Personal information
- Born: May 5, 1993 (age 33) Cleveland, Ohio, U.S.
- Listed height: 6 ft 3 in (1.91 m)
- Listed weight: 296 lb (134 kg)

Career information
- High school: Cleveland (OH) Adams
- College: Akron
- NFL draft: 2016: undrafted

Career history
- Washington Redskins (2016–2017)*; Kansas City Chiefs (2017)*; Indianapolis Colts (2017); Washington Redskins (2018)*; Oakland Raiders (2018)*; New Orleans Saints (2018)*; Atlanta Legends (2019); Baltimore Ravens (2019)*; Tampa Bay Vipers (2020); San Francisco 49ers (2020); New York Jets (2021); Vegas Vipers (2023);
- * Offseason or practice squad member only
- Stats at Pro Football Reference

= Isaiah Williams (offensive lineman) =

American football player (born 1993)

Isaiah Williams (born May 5, 1993) is an American former professional football guard. He played college football for the Akron Zips. He signed with the Washington Redskins of the National Football League (NFL) as an undrafted free agent following the 2016 NFL draft.

==Professional career==
===Washington Redskins (first stint)===
Williams signed with the Washington Redskins as an undrafted free agent on August 3, 2016. He was waived by the Redskins on September 3, 2016 and was signed to the practice squad the next day. After spending his entire rookie season on the practice squad, Williams signed a reserve/future contract with the Redskins on January 2, 2017. He was waived on September 2, 2017.

===Kansas City Chiefs===
On September 4, 2017, Williams was signed to the Kansas City Chiefs' practice squad.

===Indianapolis Colts===
On October 14, 2017, Williams was signed by the Indianapolis Colts off the Chiefs' practice squad. He was waived on November 25, 2017, and was re-signed to the practice squad. He signed a reserve/future contract on January 1, 2018. He was waived on May 9, 2018.

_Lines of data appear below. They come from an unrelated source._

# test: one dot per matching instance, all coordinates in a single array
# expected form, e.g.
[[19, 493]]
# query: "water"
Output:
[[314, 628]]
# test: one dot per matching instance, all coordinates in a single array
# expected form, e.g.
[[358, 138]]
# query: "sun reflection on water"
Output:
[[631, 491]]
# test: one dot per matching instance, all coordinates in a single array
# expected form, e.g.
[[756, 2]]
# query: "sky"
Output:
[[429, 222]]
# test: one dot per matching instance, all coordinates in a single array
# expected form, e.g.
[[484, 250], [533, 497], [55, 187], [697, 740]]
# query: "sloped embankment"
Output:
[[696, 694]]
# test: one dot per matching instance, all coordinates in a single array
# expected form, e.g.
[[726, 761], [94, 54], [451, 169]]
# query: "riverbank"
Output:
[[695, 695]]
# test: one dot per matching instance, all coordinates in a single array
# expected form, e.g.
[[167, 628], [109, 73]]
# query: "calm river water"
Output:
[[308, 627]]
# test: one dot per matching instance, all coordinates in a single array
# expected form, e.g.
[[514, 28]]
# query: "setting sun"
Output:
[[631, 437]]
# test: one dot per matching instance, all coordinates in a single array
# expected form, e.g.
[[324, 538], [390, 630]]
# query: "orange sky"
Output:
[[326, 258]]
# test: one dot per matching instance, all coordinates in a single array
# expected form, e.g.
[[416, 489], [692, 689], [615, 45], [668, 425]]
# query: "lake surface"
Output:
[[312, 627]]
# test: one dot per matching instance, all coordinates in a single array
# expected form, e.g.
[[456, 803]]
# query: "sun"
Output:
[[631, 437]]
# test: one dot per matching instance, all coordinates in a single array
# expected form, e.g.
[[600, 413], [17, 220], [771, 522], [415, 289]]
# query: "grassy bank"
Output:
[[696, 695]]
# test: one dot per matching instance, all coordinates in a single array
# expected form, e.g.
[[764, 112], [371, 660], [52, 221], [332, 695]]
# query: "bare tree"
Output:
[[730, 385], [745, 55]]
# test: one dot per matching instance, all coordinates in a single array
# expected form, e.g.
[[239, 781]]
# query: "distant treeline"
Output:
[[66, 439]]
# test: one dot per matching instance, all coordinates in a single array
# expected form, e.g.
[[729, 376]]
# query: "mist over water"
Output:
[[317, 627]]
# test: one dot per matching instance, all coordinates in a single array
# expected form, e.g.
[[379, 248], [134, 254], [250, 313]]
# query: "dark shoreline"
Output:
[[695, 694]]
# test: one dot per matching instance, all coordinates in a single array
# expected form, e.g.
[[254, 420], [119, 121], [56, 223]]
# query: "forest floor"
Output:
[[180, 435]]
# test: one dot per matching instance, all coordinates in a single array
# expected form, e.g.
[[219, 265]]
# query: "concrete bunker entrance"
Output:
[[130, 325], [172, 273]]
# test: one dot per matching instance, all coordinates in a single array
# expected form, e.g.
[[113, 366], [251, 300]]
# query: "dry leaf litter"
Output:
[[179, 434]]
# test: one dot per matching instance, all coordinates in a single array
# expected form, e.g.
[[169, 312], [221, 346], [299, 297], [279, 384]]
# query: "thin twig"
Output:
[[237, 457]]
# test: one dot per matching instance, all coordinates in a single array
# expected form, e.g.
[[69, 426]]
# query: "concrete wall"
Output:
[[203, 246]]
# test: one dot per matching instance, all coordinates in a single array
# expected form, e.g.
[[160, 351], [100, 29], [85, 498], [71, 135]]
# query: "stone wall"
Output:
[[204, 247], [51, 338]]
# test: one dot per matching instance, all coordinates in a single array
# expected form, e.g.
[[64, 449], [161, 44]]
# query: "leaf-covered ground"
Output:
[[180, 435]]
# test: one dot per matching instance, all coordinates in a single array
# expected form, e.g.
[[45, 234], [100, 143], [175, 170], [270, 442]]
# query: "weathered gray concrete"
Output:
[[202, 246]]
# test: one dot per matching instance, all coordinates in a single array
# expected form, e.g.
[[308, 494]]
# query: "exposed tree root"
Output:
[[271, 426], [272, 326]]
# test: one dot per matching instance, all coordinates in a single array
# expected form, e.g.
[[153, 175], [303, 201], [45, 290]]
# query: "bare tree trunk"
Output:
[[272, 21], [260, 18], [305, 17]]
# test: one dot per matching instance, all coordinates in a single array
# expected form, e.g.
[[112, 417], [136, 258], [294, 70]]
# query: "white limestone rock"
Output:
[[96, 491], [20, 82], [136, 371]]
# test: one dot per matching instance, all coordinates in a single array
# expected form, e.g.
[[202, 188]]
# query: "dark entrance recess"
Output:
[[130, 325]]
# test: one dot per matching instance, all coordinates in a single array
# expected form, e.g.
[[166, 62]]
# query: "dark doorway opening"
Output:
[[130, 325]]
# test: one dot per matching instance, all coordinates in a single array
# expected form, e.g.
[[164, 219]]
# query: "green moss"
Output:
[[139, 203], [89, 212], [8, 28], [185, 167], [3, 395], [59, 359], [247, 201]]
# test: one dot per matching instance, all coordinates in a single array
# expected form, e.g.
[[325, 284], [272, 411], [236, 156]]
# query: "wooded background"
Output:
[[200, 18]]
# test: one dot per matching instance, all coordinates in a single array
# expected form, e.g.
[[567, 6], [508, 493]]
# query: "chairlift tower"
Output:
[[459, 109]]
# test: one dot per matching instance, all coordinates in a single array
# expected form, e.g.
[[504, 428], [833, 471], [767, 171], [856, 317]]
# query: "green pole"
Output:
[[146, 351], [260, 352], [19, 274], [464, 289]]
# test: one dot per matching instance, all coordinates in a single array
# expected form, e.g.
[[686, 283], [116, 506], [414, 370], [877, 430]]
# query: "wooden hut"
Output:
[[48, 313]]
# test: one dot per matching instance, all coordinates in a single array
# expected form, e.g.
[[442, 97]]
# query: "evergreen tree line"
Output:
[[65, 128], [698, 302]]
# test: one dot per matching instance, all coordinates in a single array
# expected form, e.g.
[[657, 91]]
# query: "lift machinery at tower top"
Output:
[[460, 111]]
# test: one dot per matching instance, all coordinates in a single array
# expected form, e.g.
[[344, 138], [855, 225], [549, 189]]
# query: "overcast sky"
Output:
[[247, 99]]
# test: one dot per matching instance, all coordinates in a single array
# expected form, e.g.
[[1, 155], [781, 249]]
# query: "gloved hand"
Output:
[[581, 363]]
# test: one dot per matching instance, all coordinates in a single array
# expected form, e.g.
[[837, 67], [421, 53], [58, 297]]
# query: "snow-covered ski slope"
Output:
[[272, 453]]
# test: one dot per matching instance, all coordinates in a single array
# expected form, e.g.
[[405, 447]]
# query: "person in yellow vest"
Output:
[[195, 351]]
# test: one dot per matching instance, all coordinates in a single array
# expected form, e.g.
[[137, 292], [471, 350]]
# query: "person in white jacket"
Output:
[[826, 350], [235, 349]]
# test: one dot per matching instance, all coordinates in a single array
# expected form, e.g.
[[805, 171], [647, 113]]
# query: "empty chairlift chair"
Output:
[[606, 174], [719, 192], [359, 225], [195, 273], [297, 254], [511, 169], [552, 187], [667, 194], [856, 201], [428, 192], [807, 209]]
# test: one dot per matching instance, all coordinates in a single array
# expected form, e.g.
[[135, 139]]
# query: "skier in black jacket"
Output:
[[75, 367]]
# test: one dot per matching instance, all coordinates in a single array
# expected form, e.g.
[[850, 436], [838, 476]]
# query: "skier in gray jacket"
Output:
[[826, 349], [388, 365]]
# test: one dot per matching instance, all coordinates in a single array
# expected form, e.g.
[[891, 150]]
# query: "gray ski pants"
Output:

===Washington Redskins (second stint)===
On May 22, 2018, Williams re-signed with the Redskins. He was waived for final roster cuts before the start of the 2018 season on September 1, 2018.

===Oakland Raiders===
On October 29, 2018, Williams was signed to the Oakland Raiders practice squad. He was released on November 6, 2018.

===New Orleans Saints===
On December 5, 2018, Williams was signed to the New Orleans Saints practice squad, but was released three days later, only to be re-signed on December 12.

===Atlanta Legends===
Williams was signed by the Atlanta Legends of the Alliance of American Football (AAF) on March 16, 2019.

===Baltimore Ravens===
On July 26, 2019, Williams was signed by the Baltimore Ravens. He was waived during final roster cuts on August 30, 2019.

===Tampa Bay Vipers===
In October 2019, Williams was picked by the Tampa Bay Vipers of the XFL as part of the 2020 XFL draft. He had his contract terminated when the league suspended operations on April 10, 2020.

===San Francisco 49ers===
On December 16, 2020, Williams was signed to the San Francisco 49ers practice squad. He was elevated to the active roster on December 19 and January 2, 2021, for the team's weeks 15 and 17 games against the Dallas Cowboys and Seattle Seahawks, and reverted to the practice squad after each game. He signed a reserve/future contract on January 4, 2021. Williams was waived by the 49ers on August 10, 2021.

===New York Jets===
On August 23, 2021, Williams was signed by the New York Jets. He was waived on August 31, 2021 and re-signed to the practice squad the next day. He was promoted to the active roster on September 14, 2021. He was released on September 20 and re-signed to the practice squad. He was promoted back to the active roster on October 5. He was waived on December 18 and re-signed to the practice squad. He signed a reserve/future contract with the Jets on January 10, 2022. He was waived on May 6, 2022. He was re-signed on July 26. On August 23, 2022, he was released.

===Vegas Vipers===
The Vegas Vipers selected Williams in the first round of the 2023 XFL supplemental draft on January 1, 2023. He was placed on the reserve list by the team on March 15, 2023, and activated on March 20. The Vipers folded when the XFL and USFL merged to create the United Football League (UFL).